Steve Groff: Steve and his family produce vegetables, alfalfa and grain crops on 175 acres in Lancaster County, Pennsylvania. When Steve took over operation of the family farm 15 years ago, his number one concern was eliminating soil erosion. Consequently, he began using cover crops extensively in his crop fields. In order to transform his green cover crop into no-till mulch, Steve uses a 10-foot Buffalo rolling stalk chopper. Under the hitch-mounted frame, the stalk chopper has two sets of rollers running in tandem. These rollers can be adjusted for light or aggressive action and set for continuous coverage. Steve says the machine can be run up to 8 miles an hour and does a good job of killing the cover crop and pushing it right down on the soil. It can also be used to flatten down other crop residues after harvest. Groff improved his chopper by adding independent linkages and springs to each roller. This modification makes each unit more flexible to allow continuous use over uneven terrain. Other farmers report similar results using a disc harrow with the gangs set to run straight or at a slight angle. Following his cover crop chopping, Groff transplants vegetable seedlings into the killed mulch; sweet corn and snap beans are direct-seeded. Since converting to a cover crop mulch system, his soils are protected from erosion and have become much mellower. For more information on his system, order Steve's videos listed under the Additional Information Resources section of this publication, or visit his web page: http://www.cedarmeadowfarm.com/about.html At Steve's web site you can see photos of his cover crop roller and no-till transplanter in action, and test-plot results comparing flail mowing, rolling, and herbicide killing of cover crops.

Bob Willett: Bob started no-tilling 20 years ago on his Pride, KY, corn and soybean farm. Willet not only reduced his machinery costs by switching to no-till, but also made gains in conserving topsoil. His goal is to develop a healthy level of humus in the top 2 inches, which keeps the seed zone loose. He has stopped sidewall compaction in the seed slot that still plagues his neighbors during wet springs. He attributes this to the increase in humus and organic matter. His soil surface layer is crumbly and doesn't smear when the disk openers pass through. Willett proclaims that earthworms take the place of tillage by incorporating residue and converting it to humus. Worms help aerate his soil and improve internal drainage which contributes to good rooting for his crops (33). Read more on Bob's success in "Building Soil with Residue Farming" published in the August 1998 issue of Tennesee Farmer (33).

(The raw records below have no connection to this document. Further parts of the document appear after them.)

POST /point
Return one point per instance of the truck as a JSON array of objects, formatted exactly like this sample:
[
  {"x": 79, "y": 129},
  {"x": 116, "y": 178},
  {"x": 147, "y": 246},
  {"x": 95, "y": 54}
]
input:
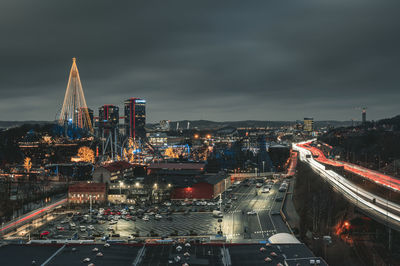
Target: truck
[{"x": 217, "y": 214}]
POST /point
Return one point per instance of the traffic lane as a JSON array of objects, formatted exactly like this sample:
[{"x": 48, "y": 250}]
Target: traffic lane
[{"x": 199, "y": 223}]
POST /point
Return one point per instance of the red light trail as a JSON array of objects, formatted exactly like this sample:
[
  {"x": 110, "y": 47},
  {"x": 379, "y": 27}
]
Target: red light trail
[
  {"x": 31, "y": 215},
  {"x": 374, "y": 176}
]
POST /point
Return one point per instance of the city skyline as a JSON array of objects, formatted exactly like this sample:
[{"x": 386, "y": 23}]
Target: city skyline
[{"x": 204, "y": 61}]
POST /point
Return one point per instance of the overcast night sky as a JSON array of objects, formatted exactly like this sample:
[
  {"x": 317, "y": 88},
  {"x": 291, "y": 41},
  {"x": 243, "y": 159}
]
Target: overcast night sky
[{"x": 214, "y": 60}]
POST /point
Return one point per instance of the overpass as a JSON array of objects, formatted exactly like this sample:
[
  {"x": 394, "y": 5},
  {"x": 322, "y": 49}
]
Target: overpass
[
  {"x": 28, "y": 217},
  {"x": 382, "y": 210}
]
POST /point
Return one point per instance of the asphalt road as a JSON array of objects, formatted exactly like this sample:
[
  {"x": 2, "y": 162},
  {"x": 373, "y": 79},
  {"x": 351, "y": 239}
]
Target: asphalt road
[
  {"x": 236, "y": 224},
  {"x": 265, "y": 223}
]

David Iles: On the Iles' North Carolina dairy farm the soil has actually changed from red to a dark, almost black color since converting to no-till in 1970. David first learned about no-tillage from his college professor at North Carolina State University in 1964. Before Iles switched to no-tillage, his corn silage yielded between 12 and 15 tons per acre in years with adequate rainfall and between 4 to 5 tons in dry years indicating moisture was his major limiting factor (34). David realized that his water runoff losses and soil erosion were a direct result of tillage. Addressing the root cause of the problem, he switched to no-till and began to spread manure on 1/3 of his land annually. Since these changes, soil water is no longer limiting. If he gets adequate rainfall he makes nearly 20 tons of silage now. David says his land is vastly more productive with increased cation exchange capacity and increased phosphorus levels due to the humus present in his soil. Though his soil pH ranges in the 5.6 to 5.8 level, he applies no lime. His fields are more productive now than when he applied lime in the 70s and more productive than those of his neighbors, who currently use lime and fertilizer.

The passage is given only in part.